El impuesto a las barbas se mantuvo hasta 1772 y sirvió para que el zar Pedro I forzara a la población a modernizarse, así como para minar el poder de los aristócratas más reaccionarios que se oponían a su acercamiento hacia las potencias occidentales. El zar, además de la vestimenta y las barbas, dio la vuelta a Rusia como si fuera un calcetín, haciendo una renovación total de la administración rusa, la educación impartida, la economía, el ejército y la estructura de la corte, modificando incluso los títulos nobiliarios. La occidentalización forzada por Pedro el Grande llegó hasta la creación de una ciudad a orillas del Báltico, San Petersburgo (también conocida durante muchos años como Leningrado), para poder tener una comunicación directa con las potencias europeas.

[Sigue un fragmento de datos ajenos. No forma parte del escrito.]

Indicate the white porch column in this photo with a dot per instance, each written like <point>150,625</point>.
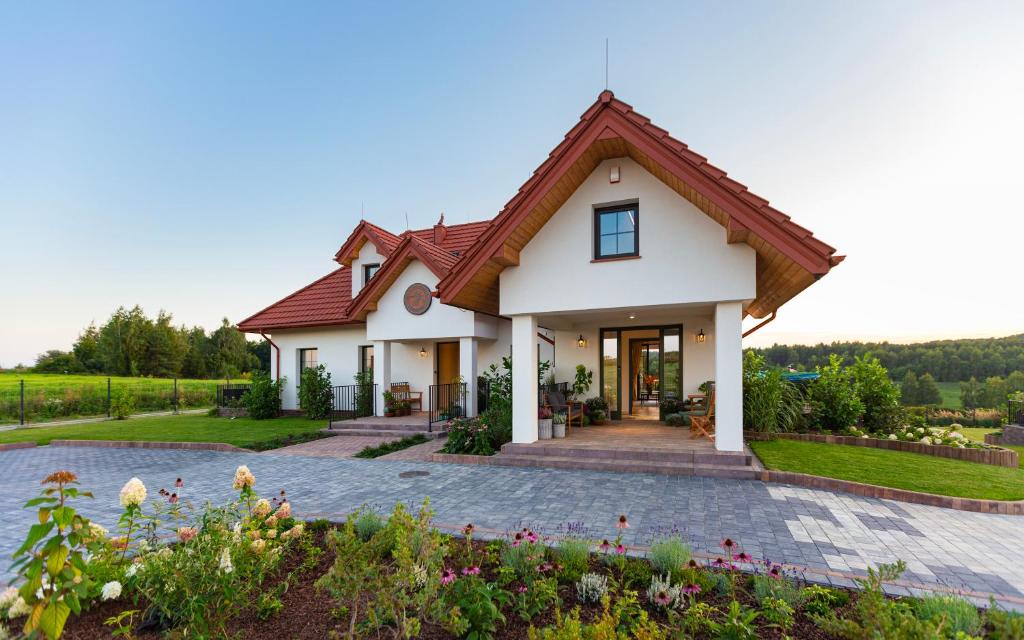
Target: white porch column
<point>382,372</point>
<point>728,377</point>
<point>468,371</point>
<point>524,379</point>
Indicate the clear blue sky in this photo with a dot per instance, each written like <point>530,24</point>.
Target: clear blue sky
<point>210,158</point>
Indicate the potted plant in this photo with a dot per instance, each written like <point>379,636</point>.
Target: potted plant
<point>544,423</point>
<point>558,425</point>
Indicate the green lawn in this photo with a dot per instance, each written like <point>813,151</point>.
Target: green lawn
<point>896,469</point>
<point>245,432</point>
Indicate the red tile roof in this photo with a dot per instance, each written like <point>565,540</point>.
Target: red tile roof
<point>322,302</point>
<point>329,300</point>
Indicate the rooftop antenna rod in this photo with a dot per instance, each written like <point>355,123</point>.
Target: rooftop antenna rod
<point>605,64</point>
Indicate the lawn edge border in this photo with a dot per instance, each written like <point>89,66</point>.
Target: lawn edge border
<point>9,446</point>
<point>1004,507</point>
<point>996,457</point>
<point>209,446</point>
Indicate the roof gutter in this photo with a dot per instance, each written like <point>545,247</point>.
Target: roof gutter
<point>276,370</point>
<point>762,324</point>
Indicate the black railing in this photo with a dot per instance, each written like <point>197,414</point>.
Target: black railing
<point>230,394</point>
<point>353,400</point>
<point>1015,413</point>
<point>448,401</point>
<point>482,395</point>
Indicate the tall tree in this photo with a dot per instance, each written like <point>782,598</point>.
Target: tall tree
<point>909,390</point>
<point>928,390</point>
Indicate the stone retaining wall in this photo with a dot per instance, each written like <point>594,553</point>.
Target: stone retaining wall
<point>996,457</point>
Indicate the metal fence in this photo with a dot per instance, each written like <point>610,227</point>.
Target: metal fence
<point>47,399</point>
<point>448,401</point>
<point>353,400</point>
<point>1015,413</point>
<point>230,394</point>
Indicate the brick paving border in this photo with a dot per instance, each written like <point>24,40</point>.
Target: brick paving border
<point>206,446</point>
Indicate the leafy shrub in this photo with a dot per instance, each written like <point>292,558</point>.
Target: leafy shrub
<point>877,392</point>
<point>669,556</point>
<point>771,403</point>
<point>315,397</point>
<point>955,614</point>
<point>834,398</point>
<point>469,435</point>
<point>122,404</point>
<point>592,588</point>
<point>573,555</point>
<point>677,420</point>
<point>368,523</point>
<point>262,399</point>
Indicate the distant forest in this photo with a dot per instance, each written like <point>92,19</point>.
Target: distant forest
<point>947,360</point>
<point>130,343</point>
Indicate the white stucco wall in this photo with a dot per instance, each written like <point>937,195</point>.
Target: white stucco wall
<point>368,255</point>
<point>684,256</point>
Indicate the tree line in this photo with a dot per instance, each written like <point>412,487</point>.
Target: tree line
<point>951,360</point>
<point>130,343</point>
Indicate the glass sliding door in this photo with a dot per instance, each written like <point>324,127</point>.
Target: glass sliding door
<point>672,364</point>
<point>610,372</point>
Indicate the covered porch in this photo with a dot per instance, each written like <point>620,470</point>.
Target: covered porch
<point>640,358</point>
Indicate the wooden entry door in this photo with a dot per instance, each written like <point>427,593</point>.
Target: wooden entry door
<point>448,363</point>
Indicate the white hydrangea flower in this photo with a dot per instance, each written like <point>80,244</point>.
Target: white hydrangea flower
<point>111,591</point>
<point>19,608</point>
<point>7,597</point>
<point>132,494</point>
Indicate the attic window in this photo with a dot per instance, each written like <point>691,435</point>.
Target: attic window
<point>616,231</point>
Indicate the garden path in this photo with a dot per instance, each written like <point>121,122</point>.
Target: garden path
<point>829,537</point>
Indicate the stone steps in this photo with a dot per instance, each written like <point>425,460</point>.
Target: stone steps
<point>611,454</point>
<point>627,466</point>
<point>396,433</point>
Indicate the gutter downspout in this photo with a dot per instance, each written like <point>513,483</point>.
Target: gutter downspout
<point>278,349</point>
<point>757,327</point>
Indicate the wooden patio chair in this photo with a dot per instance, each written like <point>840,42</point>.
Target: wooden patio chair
<point>556,401</point>
<point>704,425</point>
<point>402,393</point>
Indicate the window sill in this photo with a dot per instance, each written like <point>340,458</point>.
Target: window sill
<point>614,259</point>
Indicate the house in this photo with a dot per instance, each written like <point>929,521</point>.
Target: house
<point>626,252</point>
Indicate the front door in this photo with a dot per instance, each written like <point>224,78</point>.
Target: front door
<point>448,363</point>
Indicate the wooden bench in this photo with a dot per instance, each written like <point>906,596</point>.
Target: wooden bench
<point>402,393</point>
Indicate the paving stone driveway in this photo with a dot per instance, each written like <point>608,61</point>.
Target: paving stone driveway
<point>832,536</point>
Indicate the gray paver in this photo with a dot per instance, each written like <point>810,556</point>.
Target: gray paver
<point>821,530</point>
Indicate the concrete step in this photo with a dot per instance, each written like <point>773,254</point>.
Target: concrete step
<point>626,466</point>
<point>354,425</point>
<point>736,459</point>
<point>397,433</point>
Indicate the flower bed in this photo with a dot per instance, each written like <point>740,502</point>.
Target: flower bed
<point>248,569</point>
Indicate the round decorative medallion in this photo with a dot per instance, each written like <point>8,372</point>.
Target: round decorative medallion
<point>418,299</point>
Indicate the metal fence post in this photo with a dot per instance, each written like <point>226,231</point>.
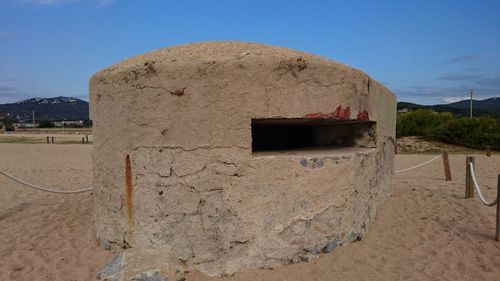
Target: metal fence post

El zar Pedro I, de esta manera, está considerado el gran modernizador de Rusia, ordenando su reino respecto los estándares más avanzados que se daban en aquel momento. No obstante tanto avance, si algo no avanzó en nada fueron los derechos y libertades de la ciudadanía, ya que, lejos de suprimir barreras, Pedro el Grande quiso remarcar las diferencias de clase para asegurar su poder. Sus siervos, sin barbas y vistiendo a la moda occidental, fueron acogotados aún más si cabe, condenados a vivir unas vidas miserables que se diferenciaban bien poco de las de los esclavos. Una situación que, tiempo a venir, formaría el explosivo caldo de cultivo ( ver Khodinka 1896, cuando hambre y postureo se unieron mortalmente ) que acabó en una de las revoluciones más famosas y trascendentes de la Historia: La revolución rusa.